The guidelines provide:

“For businesses and venues where everyone present is fully vaccinated, the state does not require face coverings and social distancing in both indoor and outdoor settings. Businesses and municipalities are permitted to continue requiring face coverings and social distancing as they deem appropriate.

“For indoor businesses and venues where everyone present is not fully vaccinated, unvaccinated persons should wear a face covering and maintain six feet social distance. Businesses and venues may continue to require face coverings and/or social distancing. At outdoor businesses and venues, unvaccinated persons may choose not to wear a face covering when able to maintain a six-foot social distance while outdoors, unless required to do so by a business or municipality.

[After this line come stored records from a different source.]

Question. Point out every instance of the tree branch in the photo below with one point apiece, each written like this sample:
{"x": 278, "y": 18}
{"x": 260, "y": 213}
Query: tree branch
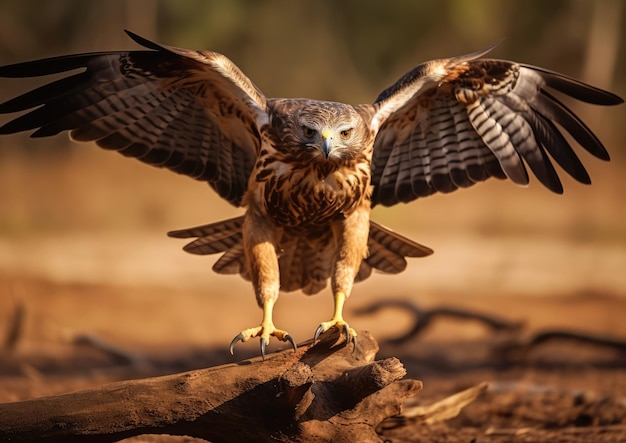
{"x": 323, "y": 392}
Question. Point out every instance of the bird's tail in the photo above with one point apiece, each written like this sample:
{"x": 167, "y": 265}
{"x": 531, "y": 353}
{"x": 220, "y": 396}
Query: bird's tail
{"x": 303, "y": 264}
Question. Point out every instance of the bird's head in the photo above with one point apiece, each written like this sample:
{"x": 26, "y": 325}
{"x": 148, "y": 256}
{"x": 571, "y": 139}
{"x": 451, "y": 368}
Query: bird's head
{"x": 325, "y": 131}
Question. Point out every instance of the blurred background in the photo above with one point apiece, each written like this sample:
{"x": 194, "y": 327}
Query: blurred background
{"x": 82, "y": 231}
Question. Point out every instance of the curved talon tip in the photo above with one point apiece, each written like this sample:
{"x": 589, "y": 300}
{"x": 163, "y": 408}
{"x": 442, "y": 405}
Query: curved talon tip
{"x": 263, "y": 343}
{"x": 318, "y": 331}
{"x": 238, "y": 338}
{"x": 290, "y": 339}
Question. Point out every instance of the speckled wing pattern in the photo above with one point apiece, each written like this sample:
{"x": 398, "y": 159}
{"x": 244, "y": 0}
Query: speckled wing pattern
{"x": 192, "y": 112}
{"x": 449, "y": 124}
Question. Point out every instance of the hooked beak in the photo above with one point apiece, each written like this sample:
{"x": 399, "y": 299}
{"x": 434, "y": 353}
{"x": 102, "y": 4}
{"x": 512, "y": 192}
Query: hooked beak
{"x": 327, "y": 142}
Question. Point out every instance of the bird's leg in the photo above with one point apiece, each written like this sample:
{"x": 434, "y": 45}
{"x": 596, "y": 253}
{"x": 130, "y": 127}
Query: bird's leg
{"x": 351, "y": 235}
{"x": 259, "y": 239}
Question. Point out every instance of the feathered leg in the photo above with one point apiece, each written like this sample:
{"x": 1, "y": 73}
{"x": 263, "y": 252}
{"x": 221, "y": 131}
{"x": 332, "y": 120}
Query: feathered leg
{"x": 260, "y": 238}
{"x": 351, "y": 235}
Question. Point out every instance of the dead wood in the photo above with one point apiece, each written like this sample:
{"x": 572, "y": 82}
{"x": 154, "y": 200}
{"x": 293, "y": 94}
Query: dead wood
{"x": 324, "y": 392}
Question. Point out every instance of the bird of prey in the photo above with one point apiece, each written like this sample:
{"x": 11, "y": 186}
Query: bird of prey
{"x": 306, "y": 171}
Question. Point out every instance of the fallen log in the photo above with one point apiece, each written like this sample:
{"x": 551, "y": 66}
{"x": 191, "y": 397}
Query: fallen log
{"x": 322, "y": 392}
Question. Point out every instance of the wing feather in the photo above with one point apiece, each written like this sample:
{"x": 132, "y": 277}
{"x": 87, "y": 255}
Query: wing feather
{"x": 193, "y": 112}
{"x": 448, "y": 124}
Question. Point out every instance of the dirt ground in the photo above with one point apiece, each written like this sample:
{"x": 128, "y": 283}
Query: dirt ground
{"x": 93, "y": 292}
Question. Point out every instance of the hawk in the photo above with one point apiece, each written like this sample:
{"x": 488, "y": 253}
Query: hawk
{"x": 306, "y": 171}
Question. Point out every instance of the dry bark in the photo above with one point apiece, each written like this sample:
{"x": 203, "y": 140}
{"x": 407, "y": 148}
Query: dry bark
{"x": 324, "y": 392}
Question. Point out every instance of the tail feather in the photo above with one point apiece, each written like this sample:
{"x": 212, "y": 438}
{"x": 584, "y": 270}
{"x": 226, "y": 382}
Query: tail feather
{"x": 303, "y": 265}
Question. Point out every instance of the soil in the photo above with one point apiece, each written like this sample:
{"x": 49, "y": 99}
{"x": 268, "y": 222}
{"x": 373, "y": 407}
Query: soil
{"x": 94, "y": 293}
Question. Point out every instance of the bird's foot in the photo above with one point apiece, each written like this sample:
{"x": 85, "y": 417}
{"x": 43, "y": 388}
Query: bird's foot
{"x": 340, "y": 324}
{"x": 264, "y": 332}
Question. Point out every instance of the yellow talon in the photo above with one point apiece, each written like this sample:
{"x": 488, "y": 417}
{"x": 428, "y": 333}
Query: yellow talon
{"x": 337, "y": 321}
{"x": 265, "y": 331}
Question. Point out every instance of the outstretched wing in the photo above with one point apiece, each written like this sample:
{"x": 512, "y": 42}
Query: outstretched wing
{"x": 193, "y": 112}
{"x": 449, "y": 124}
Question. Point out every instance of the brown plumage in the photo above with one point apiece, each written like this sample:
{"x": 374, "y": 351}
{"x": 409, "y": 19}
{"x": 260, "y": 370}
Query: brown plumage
{"x": 308, "y": 172}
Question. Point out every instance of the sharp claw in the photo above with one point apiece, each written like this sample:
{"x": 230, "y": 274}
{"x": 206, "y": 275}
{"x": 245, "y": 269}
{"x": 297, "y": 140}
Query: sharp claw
{"x": 289, "y": 338}
{"x": 238, "y": 338}
{"x": 318, "y": 331}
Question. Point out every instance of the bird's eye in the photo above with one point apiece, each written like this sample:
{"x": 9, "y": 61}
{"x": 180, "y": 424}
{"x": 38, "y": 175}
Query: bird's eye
{"x": 308, "y": 132}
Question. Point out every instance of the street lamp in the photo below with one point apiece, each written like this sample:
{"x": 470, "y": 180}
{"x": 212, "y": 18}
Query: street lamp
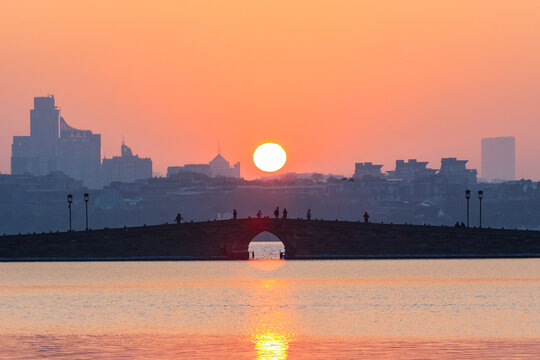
{"x": 86, "y": 202}
{"x": 480, "y": 197}
{"x": 468, "y": 197}
{"x": 70, "y": 200}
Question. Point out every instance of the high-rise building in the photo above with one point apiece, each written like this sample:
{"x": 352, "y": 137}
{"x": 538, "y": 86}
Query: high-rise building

“Although people who are fully vaccinated are not required to wear a face covering under state guidance, businesses and venues should be supportive of customers and employees who choose to wear a face covering.

“Persons who are immunocompromised should consider wearing face coverings when in settings where others may not be fully vaccinated.

“All unvaccinated persons should wear face coverings in crowded settings, both indoors and outdoors, especially when youth are present. See CDC guidance for further information.

“There are limited circumstances and settings where all individuals, including those who are fully vaccinated, must continue to wear a mask in accordance with CDC guidance: (1) on public transportation, (2) in congregate facilities, (3) in health care settings, and where required by federal, state, local, tribal, or territorial laws, rules, and regulations, including local business and workplace guidance.

“Individuals in schools, day care settings, and educational institutions should continue to follow separate guidance issued by the Illinois State Board of Education, Illinois Department of Children and Family Services, and Illinois Department of Public Health.

“All businesses and venues should support social distancing to the extent possible, especially in indoor settings. Businesses and venues should apply best practices in managing distancing at such places as concessions/counters, public restrooms, and lines/queuing.”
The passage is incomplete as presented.